If you live in the northern part of the country, you get your fair share of sub zero temperatures and snow accumulation. Winter wonderlands are absolutely beautiful in their own right, as long as you and your horse are prepared! A few changes to your routine and outfits (for your horse too!) are paramount in winning over winter weather.
Be sure to adjust your routine to the weather. Being mindful of changing precipitation and fluctuating temperatures is important in determining turnout schedules. This is especially important with barns with clipped equines. Horses are well equipped to handle cold temperatures with adequate feed and a natural coat, but when their own protections are compromised, it’s time to just stay in. Snow storms come in without long warnings, so get all the chores done before the roads get bad and temps really drop that make roads dangerous. Be sure to have all snow removal tools such as a tractor and four-wheelers on standby ready to use to clear walkways, driveways and gate areas.
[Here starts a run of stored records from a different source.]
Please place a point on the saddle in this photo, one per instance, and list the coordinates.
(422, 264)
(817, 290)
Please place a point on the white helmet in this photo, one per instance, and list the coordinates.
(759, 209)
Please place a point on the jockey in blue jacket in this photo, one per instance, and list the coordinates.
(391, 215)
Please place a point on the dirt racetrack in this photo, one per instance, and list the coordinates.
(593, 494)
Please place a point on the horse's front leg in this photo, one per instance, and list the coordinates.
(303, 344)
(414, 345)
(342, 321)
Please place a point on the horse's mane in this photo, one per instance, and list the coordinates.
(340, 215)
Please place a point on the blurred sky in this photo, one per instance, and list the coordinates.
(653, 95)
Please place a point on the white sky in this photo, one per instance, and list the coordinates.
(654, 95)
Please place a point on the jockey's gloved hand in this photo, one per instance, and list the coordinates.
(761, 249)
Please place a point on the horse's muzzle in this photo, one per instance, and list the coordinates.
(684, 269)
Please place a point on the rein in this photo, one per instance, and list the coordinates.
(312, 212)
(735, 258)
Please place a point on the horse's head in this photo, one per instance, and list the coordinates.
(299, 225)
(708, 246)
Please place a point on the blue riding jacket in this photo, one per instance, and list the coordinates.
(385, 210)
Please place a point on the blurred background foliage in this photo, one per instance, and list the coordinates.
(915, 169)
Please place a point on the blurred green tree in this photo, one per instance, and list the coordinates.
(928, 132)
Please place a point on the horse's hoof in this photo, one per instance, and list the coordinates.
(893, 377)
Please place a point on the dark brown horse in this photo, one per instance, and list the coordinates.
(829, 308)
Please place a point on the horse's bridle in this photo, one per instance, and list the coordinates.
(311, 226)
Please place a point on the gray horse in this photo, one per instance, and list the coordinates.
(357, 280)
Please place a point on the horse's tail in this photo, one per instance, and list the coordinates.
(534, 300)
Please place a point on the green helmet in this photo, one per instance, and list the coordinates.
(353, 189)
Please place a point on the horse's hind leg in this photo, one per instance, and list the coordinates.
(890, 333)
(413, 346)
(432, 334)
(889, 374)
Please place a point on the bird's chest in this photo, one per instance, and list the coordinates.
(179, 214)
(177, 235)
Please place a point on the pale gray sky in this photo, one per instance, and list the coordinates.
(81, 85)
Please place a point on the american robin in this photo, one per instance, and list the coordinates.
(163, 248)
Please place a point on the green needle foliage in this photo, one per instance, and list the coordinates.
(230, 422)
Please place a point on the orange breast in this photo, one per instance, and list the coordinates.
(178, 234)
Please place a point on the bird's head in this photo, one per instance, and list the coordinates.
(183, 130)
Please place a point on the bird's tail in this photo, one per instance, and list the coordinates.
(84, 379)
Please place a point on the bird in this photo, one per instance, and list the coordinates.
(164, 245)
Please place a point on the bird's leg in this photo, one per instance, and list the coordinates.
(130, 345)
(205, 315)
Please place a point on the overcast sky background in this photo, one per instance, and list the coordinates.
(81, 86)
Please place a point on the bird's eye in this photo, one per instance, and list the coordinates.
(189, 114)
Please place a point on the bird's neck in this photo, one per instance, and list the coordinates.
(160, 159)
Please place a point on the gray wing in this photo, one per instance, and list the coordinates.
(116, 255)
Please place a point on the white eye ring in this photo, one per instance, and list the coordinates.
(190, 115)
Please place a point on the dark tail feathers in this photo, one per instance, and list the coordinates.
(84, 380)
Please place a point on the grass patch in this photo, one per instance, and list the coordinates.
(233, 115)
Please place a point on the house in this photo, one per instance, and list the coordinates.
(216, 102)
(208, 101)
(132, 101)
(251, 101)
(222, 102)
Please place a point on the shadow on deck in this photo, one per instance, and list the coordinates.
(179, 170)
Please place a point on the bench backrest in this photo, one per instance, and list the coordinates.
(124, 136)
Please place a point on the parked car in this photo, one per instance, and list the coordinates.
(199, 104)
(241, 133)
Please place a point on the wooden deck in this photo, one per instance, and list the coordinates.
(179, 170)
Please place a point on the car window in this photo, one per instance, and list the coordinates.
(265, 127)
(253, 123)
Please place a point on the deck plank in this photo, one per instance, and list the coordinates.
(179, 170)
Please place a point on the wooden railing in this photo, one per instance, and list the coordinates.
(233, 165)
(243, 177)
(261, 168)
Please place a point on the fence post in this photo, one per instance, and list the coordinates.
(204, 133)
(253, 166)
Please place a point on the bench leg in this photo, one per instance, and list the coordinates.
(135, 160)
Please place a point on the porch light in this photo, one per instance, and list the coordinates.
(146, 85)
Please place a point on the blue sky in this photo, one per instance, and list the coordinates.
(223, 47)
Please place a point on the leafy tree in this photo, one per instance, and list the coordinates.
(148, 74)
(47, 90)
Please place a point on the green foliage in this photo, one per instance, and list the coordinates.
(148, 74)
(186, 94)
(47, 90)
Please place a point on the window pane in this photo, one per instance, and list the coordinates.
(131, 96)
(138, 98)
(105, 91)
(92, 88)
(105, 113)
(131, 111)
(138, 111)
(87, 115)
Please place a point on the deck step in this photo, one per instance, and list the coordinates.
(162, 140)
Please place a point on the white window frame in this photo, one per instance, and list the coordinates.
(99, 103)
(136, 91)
Dress for the weather. Nothing is worse than underdressing and never warming up. The same goes for your horse! Horses are usually able to brave low temps with a natural coat, healthy weight and plenty of forage, but sometimes, extra layers are needed. A healthy, unclipped horse that has been exposed to cold temps before may need no blanket at all or just a lightweight, waterproof rug in extreme conditions. Make sure your blanketfits your horse to prevent dangerous hang ups and uncomfortable rubs. Dressing yourself for the cold is important too! A tough denier jacket to hold up to barn wear is ideal and will last for years to come. Insulated gloves and boots and a well-fitted hat make all the difference between warm and cozy and miserable. An infinity scarf will protect your neck and lower face from wind burn and from getting chapped. These also are not able to unravel and be able to be stepped on (hazzard). Pull on fleece lined breeches are perfect, not just for riding but for layering under bibs too!
Keep dry! Staying dry is critical to maintain a healthy body temperature for horses and riders! Wool and fleece materials are ideal for drying and allowing moisture to move away from the body. This goes for your outfit when heading to the barn or coolers for drying a wet horse in cold weather. A wet horse (from excessive precipitation or sweat from a workout- this is why proper cool down is especially important, not just in the summer) must be dried as soon as possible to come down or come up to a comfortable temp. Fancy barns with heat lamps are life savers and comfortable too! Since most barns do not have these, towel your horse to remove as much moisture by hand first. Cross groomingwith a bristle brush stands the hairs back up to reform that insulative layer for your horse.
Keeping these tips in mind will keep you and your horse comfy-cozy. Finally, you can have peace of mind this holiday season that you and your horse can brave the tundra!